Het herstellen van de natuurlijke (zeer zwakke tot zwakke) buffercapaciteit van West-Europese heidebodems is een essentiële maatregel om de biodiversiteit van droge heideterreinen te herstellen. Een kansrijke, tot nu toe relatief weinig

onderzochte aanpak is om de gevolgen van bodemverzuring tegen te gaan door het verhogen van het zuurbufferend kapitaal (verhogen van de fractie aan mineralen met basische kationen in de bodem). In de laatste 10-25 jaar werd het aanvullen van de bufferende bodemmineralen uitgevoerd door het opbrengen van kalk of Dolokal (gemalen dolomiet). Dit bleek zeker succesvol te zijn, met name in combinatie met kleinschalig plaggen (De Graaf et al., 1998; Bobbink et al., 2004; Dorland et al., 2004, 2005) en is na 25 jaar nog terug te zien in de bodem en de vegetatiesamenstelling (van der Zee et al., 2017). Een nadeel van hoge Dolokalgift (>3 ton/ha) is echter dat het, naast het relatief eenzijdig aanvullen van de kationen Ca en Mg in de bodem, ook een (sterk) effect kan hebben op de bodem-pH, en dus niet geschikt lijkt te zijn voor toepassing in situaties met veel organische stof in de bodem. De verhoging van de bodem-pH heeft namelijk als risico dat de afbraak van opgebouwd organisch materiaal versneld wordt. Hierdoor kunnen te veel nutriënten tegelijkertijd in het systeem beschikbaar komen met verruiging van de vegetatie tot gevolg. In de PAS-herstelstrategieën is daarom aanbevolen om bufferherstel door middel van Dolokal alleen na volledige of gedeeltelijke verwijdering van organisch materiaal (plaggen/chopperen) uit te voeren. Het verwijderen van het organische materiaal voordat Dolokal wordt opgebracht heeft echter ook negatieve gevolgen voor veel karakteristieke soorten van het heidelandschap (fauna, maar ook veel vochtminnende mossoorten), waardoor het zeker niet wenselijk is om het gehele areaal aan heidebodems te plaggen. Voor bufferherstel van heidebodems met behoud van organische stof is daarom een andere strategie nodig. Het opbrengen van (de juiste soort) steenmeel is een kansrijk alternatief aangezien door deze toepassing de pH van de bodem veel minder en heel geleidelijk stijgt. Ook heeft steenmeel de potentie om tot een bufferherstel te komen dat meer “systeem eigen” is. Door de juiste soort steenmeel op te brengen, d.w.z. steenmeel dat

mineralogisch en chemisch zo veel mogelijk aansluit op het moedermateriaal van het terrein, wordt zo veel mogelijk geprobeerd om de oorspronkelijke

mineralenvoorraad – met basische kationen! - te herstellen, met een geleidelijke en kleinere pH-stijging van de bodem, zodat het ook kan worden uitgevoerd zonder te plaggen of chopperen.

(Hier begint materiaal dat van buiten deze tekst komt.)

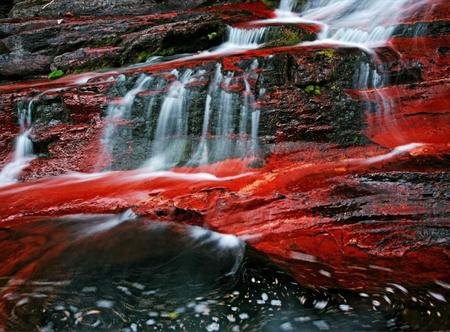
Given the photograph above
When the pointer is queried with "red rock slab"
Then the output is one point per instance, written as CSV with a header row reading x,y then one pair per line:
x,y
415,113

Ontwikkeling en Beheer Natuurkwaliteit 39

Kader: De minerale motor van de bodem

Vrijwel alle kationen in de bodem komen oorspronkelijk vrij door verwering, een proces waarbij mineralen reageren met zuur. Een voorbeeld hiervan is de

verwering van kaliveldspaat tot het secundaire kleimineraal kaolien, kiezelzuur en kaliumionen:

2 KAlSi3O8 + 9 H2O + 2 H+ → Al2Si2O5(OH)4 + 4H4SiO4 + 2K+

Dit is ook het basale proces dat de zuurgraad in de bodem stabiel houdt in wisselwerking met het kationuitwisselingscomplex (de aan de humus en klei geadsorbeerde kationen). Verwering is een relatief langzaam proces: is het aanbod van zuur te hoog, dan houdt de verwering geen gelijke tred met het vrijkomen van basische kationen van het complex en verzuurt de bodem. Bij sterke verzuring kan het bij verwering vrijgekomen aluminium geen nieuwe

kleimineralen vormen en wordt het als Al3+ gebonden aan het

kationuitwisselingscomplex.

Mineralen zoals kaliveldspaat, albiet en muscoviet zijn de belangrijkste verweerbare mineralen met basische kationen (K, Ca, Mg en Na) in de

Nederlandse zandbodem. Het zeer resistente kwarts (SiO2) bevat geen van deze

elementen, maar maakt wel 80 – 90 % van de Nederlandse minerale zandbodem uit. Op sommige plekken zoals Strabrecht is dit zelfs meer dan 95 %. Dit laat al zien waarom zandbodems gevoelig tot zeer gevoelig zijn voor verzuring.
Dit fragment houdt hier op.